Shared Task on Multi-Domain Detection of AI-Generated Text (M-DAIGT)
Task Overview
We invite researchers and practitioners to participate in the Multi-Domain Detection of AI-Generated Text (M-DAIGT) Shared Task, which focuses on detecting AI-generated text across multiple domains, specifically news articles and academic writing. With the growing prevalence of large language models, distinguishing human-written content from AI-generated text has become a critical challenge for information integrity and academic honesty.
Subtasks
Participants are encouraged to develop models for one or both of the following subtasks:
- News Article Detection (NAD)
- Binary classification of news articles as either human-written or AI-generated
- Evaluation on both full articles and article snippets
- Coverage of various news genres, including politics, technology, sports, etc.
- Academic Writing Detection (AWD)
- Binary classification of academic texts as either human-written or AI-generated
- Includes student coursework and research papers
- Spans multiple academic disciplines and writing styles
Dataset
The dataset for this shared task consists of:
- Human-written content sourced from verified news platforms and academic writing samples (with appropriate permissions)
- AI-generated content produced using multiple LLMs (e.g., GPT-3.5, GPT-4, Claude) with varied prompting strategies and generation parameters
Dataset Statistics:
- Training set: 10,000 samples per subtask
- Development set: 2,000 samples per subtask
- Test set: 3,000 samples per subtask
- Balanced distribution of human-written and AI-generated content
Evaluation Metrics
Submissions will be evaluated using the following classification metrics:
- Primary Metrics: Accuracy, F1-score, Precision, Recall
- Secondary Analysis: Model robustness across different text lengths, writing styles, topic domains, and generation models
Timeline
- Training Data Ready: March 31, 2025
- Evaluation Data Ready: April 30, 2025
- Evaluation Period: May 2–15, 2025
- Paper Submission Due: May 25, 2025
- Notification to Authors: June 15, 2025
- Task Overview Paper Due: June 15, 2025
- Camera-Ready Due: June 30, 2025 (hard deadline; cannot be postponed)
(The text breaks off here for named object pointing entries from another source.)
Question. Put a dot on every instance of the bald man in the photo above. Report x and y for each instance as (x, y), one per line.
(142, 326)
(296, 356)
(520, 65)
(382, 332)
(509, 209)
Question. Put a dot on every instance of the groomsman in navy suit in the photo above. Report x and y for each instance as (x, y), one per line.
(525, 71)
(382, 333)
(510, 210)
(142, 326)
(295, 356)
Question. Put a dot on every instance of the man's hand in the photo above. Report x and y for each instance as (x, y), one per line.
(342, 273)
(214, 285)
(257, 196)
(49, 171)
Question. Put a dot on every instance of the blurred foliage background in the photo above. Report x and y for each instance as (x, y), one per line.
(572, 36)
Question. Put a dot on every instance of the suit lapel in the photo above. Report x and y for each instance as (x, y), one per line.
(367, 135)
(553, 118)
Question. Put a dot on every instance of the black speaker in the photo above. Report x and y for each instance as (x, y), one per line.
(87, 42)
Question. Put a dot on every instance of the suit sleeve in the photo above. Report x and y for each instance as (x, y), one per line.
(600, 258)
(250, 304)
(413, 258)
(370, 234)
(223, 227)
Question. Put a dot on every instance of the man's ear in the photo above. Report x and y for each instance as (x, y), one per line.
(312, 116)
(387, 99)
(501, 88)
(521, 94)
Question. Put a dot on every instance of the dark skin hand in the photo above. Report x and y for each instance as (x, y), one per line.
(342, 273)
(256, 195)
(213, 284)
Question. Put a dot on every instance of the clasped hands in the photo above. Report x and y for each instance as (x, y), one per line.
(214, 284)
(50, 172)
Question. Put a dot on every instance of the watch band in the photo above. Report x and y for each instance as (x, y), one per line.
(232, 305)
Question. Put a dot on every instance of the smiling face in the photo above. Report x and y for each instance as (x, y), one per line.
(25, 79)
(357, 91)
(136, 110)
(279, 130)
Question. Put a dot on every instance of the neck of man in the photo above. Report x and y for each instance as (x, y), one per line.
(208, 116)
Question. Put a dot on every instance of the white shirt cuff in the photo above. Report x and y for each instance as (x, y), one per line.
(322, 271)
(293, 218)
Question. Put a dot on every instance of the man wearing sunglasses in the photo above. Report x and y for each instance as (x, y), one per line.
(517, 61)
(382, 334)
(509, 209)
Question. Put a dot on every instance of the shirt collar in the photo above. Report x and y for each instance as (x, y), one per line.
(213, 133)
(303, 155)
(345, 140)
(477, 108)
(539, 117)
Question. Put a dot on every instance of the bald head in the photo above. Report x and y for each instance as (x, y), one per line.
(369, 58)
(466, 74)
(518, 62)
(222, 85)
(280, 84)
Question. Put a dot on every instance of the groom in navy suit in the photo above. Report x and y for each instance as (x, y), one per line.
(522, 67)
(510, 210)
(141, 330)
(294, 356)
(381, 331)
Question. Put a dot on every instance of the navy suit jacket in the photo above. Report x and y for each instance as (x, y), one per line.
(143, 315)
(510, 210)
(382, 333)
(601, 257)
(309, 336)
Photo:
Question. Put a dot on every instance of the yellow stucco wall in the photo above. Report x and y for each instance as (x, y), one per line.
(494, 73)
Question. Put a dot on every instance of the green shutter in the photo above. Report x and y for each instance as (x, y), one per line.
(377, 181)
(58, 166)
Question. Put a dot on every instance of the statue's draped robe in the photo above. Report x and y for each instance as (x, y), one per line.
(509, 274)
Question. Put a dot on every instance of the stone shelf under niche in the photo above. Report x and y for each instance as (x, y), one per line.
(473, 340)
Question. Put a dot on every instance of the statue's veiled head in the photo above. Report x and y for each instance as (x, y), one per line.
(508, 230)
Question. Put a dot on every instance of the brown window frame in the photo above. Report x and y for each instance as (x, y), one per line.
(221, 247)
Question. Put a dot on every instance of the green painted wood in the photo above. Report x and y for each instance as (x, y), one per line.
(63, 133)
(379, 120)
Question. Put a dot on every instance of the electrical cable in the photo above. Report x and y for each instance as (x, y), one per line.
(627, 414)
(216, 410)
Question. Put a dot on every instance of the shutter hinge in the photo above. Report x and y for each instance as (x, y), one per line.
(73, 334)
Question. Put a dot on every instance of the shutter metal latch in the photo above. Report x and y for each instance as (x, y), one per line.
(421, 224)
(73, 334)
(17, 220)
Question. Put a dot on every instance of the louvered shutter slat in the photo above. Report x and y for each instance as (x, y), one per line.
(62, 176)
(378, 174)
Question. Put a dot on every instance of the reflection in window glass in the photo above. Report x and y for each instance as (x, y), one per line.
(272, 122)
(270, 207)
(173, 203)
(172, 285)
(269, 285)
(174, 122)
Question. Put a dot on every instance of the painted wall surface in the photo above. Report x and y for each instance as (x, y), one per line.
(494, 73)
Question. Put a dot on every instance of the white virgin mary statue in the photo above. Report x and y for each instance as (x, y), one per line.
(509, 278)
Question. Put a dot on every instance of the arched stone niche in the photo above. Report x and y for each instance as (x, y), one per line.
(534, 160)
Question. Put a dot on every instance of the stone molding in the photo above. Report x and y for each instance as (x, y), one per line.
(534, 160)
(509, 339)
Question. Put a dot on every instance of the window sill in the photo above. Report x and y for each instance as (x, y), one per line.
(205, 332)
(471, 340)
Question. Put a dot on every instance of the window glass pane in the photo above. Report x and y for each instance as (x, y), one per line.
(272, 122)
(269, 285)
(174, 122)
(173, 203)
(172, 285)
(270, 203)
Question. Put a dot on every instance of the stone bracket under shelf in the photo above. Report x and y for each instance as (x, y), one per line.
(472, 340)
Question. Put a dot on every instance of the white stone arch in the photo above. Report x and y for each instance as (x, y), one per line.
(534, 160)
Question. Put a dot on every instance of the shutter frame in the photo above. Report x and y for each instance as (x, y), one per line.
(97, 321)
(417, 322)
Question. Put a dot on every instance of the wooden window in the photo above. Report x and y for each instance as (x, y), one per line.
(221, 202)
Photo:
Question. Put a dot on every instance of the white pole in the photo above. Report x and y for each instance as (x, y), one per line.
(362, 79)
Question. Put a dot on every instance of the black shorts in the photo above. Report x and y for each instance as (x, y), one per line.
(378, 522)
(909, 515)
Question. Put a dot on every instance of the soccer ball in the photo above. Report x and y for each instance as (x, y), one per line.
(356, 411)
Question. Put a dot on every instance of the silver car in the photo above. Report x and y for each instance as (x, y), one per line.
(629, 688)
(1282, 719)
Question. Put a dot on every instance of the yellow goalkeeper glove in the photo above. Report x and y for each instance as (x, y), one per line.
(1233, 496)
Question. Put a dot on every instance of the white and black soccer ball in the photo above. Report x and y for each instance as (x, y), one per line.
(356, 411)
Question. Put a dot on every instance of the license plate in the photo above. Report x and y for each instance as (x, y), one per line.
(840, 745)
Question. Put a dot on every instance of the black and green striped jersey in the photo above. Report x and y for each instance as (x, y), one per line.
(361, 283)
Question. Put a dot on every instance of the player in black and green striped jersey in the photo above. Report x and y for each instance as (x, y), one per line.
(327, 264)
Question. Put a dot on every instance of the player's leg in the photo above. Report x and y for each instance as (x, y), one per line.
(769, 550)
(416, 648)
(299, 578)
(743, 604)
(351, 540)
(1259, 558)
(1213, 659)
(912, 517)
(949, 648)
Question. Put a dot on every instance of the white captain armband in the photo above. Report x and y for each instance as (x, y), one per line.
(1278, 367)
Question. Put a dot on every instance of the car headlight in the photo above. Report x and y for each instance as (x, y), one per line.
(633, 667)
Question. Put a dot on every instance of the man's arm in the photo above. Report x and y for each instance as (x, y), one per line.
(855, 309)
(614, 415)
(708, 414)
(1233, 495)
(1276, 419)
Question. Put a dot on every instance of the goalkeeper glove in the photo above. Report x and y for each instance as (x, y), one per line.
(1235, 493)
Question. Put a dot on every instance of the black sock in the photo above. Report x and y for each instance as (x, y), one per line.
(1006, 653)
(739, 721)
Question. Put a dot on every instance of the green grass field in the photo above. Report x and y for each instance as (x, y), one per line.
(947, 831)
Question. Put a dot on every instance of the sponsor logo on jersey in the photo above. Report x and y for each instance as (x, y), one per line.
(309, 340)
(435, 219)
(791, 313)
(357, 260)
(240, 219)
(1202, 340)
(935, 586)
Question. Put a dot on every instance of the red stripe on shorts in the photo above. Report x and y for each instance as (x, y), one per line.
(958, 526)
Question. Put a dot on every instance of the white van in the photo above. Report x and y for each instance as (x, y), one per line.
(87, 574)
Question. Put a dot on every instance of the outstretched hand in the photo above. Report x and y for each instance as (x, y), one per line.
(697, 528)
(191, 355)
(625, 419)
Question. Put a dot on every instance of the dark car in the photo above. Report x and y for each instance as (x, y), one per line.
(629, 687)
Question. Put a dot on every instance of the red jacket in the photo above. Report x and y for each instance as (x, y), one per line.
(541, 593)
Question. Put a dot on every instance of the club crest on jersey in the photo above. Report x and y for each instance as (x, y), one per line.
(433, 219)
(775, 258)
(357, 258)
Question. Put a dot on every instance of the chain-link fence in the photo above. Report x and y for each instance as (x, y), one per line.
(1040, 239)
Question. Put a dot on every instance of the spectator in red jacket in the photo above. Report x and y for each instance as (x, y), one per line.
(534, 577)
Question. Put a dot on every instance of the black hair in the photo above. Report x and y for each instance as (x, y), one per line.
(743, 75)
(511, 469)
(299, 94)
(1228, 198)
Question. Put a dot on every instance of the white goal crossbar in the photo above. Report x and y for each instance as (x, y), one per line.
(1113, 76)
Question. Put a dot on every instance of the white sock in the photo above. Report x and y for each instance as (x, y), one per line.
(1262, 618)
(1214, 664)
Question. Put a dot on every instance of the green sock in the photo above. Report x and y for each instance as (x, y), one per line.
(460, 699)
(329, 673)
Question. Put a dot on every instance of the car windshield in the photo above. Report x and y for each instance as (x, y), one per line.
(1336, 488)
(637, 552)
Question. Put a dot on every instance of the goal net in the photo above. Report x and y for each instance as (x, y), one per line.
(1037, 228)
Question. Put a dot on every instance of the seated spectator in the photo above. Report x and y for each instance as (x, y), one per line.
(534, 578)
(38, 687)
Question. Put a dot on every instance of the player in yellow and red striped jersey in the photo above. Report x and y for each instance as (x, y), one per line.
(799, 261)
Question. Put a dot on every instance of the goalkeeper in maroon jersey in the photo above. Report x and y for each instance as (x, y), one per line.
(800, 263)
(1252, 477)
- Shared Task Presentation Co-located with RANLP 2025: September 11 and September 12, 2025
(All deadlines are 11:59 PM UTC-12:00, “Anywhere on Earth”)
How to Participate
Participants must:
- Register for the shared task through our website
- Follow updates via our mailing list and Slack channel
- Submit their models following the evaluation protocol and deadlines
Organizers
- Salima Lamsiyah, University of Luxembourg, Luxembourg
- Saad Ezzini, King Fahd University of Petroleum and Minerals, Saudi Arabia
- Abdelkader Elmahdaouy, Mohammed VI Polytechnic University, Morocco
- Hamza Alami, Sidi Mohamed Ben Abdellah University, Morocco
- Abdessamad Benlahbib, Sidi Mohamed Ben Abdellah University, Morocco
- Samir El Amrany, University of Luxembourg, Luxembourg
- Salmane Chafik, Mohammed VI Polytechnic University, Morocco
- Hicham Hammouchi, University of Luxembourg, Luxembourg
Resources Provided
Participants will have access to:
- Computing resources for dataset generation and baseline models
- Annotation platform for human verification
- Submission system via CodaLab
- Evaluation scripts and submission format examples
- Task documentation and updates through GitHub and Slack
Expected Impact
This shared task aims to:
- Advance research in AI-generated text detection across multiple domains
- Develop real-world applications to support news organizations and academic integrity initiatives
- Establish a benchmark dataset for AI text detection research
Baseline Systems
To support participants, we will provide:
- Simple Statistical Baseline (TF-IDF + SVM)
- Transformer-Based Baseline (RoBERTa)
- Evaluation scripts and sample submission formats
Novelty and Significance
This shared task differentiates itself from existing work by:
- Covering two different domains for cross-domain analysis
- Conducting comprehensive evaluations across various text types and lengths
- Using multiple AI generation sources for content diversity
- Addressing real-world applications in media and academia
Logistics and Support
- Website Hosting: GitHub Pages
- Submission System: Codalab
- Communication Channels:
- Slack workspace
- Mailing list
- GitHub repository
- Regular updates and participant support
Stay Updated
- Official GitHub Repository: https://github.com/ezzini/M-DAIGT
- Join our Slack community: [To be announced]
- Follow the latest announcements and updates on this page!
Anti-Harassment policy
We uphold the ACL Anti-Harassment Policy, and participants in this shared task are encouraged to reach out with any concerns or questions to any of the shared task organizers.